Mahkemece bozma ilamına uyularak yapılan yargılama neticesinde davacı lehine bozma öncesi hükmedilen aylık 150,00 TL tedbir nafakasının arttırılarak aylık 200,00 TL hükmedildiği anlaşılmaktadır. Davalı yararına oluşan müktesep hakkın ihlal edilmesi usul ve yasaya aykırıdır.

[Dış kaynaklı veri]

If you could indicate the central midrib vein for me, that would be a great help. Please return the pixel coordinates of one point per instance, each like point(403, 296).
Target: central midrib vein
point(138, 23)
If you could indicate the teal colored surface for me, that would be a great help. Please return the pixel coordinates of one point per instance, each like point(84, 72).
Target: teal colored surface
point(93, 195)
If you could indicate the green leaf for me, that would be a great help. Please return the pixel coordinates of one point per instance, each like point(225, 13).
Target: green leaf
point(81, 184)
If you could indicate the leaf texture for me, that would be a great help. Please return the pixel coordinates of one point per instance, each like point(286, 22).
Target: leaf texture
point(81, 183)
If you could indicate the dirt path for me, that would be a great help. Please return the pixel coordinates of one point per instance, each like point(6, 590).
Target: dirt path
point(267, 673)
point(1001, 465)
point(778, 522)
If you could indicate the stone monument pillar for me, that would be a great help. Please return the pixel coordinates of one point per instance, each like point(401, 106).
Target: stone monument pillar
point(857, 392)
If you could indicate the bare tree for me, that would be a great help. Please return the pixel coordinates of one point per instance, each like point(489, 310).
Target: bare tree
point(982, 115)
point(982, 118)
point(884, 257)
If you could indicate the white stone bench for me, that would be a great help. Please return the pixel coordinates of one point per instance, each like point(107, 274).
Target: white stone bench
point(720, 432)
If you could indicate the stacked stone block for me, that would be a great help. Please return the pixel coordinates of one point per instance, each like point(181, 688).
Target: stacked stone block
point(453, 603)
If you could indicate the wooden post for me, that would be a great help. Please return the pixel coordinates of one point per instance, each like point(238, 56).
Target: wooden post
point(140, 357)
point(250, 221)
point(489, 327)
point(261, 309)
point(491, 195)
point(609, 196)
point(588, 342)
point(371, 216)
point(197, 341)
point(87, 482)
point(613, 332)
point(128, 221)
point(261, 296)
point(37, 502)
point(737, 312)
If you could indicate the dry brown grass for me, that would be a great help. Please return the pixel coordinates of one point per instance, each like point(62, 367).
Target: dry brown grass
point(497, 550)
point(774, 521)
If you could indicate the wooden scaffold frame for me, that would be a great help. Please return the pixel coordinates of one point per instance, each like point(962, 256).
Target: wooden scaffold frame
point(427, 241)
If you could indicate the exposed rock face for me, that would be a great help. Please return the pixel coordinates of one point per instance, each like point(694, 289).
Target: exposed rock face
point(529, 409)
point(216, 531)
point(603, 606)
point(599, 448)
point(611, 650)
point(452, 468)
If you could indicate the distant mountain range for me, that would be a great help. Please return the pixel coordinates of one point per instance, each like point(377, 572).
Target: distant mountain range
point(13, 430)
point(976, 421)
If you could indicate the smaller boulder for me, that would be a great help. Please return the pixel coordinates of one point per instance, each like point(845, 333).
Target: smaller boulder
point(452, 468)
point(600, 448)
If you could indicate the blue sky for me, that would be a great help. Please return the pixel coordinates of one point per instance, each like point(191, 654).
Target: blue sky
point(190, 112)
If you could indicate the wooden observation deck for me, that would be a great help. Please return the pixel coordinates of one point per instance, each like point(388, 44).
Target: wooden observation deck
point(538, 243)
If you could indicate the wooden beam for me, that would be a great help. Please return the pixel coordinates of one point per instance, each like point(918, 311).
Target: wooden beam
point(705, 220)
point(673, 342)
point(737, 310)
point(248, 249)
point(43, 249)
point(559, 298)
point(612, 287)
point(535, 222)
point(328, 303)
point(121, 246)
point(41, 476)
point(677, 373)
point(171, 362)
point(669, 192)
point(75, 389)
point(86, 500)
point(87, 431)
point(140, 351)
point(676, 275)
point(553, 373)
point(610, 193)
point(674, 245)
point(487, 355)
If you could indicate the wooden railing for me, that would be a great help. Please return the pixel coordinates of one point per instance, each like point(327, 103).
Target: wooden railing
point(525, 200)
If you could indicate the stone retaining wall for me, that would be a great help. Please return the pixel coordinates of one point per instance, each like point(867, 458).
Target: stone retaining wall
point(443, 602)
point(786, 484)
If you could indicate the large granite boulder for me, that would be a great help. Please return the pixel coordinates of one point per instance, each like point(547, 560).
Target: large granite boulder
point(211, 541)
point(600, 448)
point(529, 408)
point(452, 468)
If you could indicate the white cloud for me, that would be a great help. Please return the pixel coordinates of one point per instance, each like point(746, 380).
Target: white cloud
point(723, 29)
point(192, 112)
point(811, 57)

O halde; mahkemece, bozma ilamına uyulması ile birlikte davalı yararına usuli müktesep hak oluştuğu dikkate alınarak, davacının temyiz etmeyerek hakkında kesinleşen nafaka miktarı 150,00 TL ile sınırlı olarak hüküm kurulması gerekirken; yazılı şekilde hüküm tesisi doğru görülmemiş, bozmayı gerektirmiştir.
SONUÇ: Yukarıda birinci bentte açıklanan nedenlerle davalının sair temyiz itirazlarının reddine, ikinci bentte açıklanan nedenle temyiz olunan kararın davalı yararına HUMK.nun 428.maddesi gereğince BOZULMASINA, peşin alınan temyiz harcının istek halinde temyiz edene iadesine, 6100 sayılı HMK"nun geçici madde 3 atfıyla 1086 sayılı HUMK.nun 440.maddesi gereğince karar düzeltme yolu kapalı olmak üzere, 20.03.2018 tarihinde oybirliğiyle karar verildi.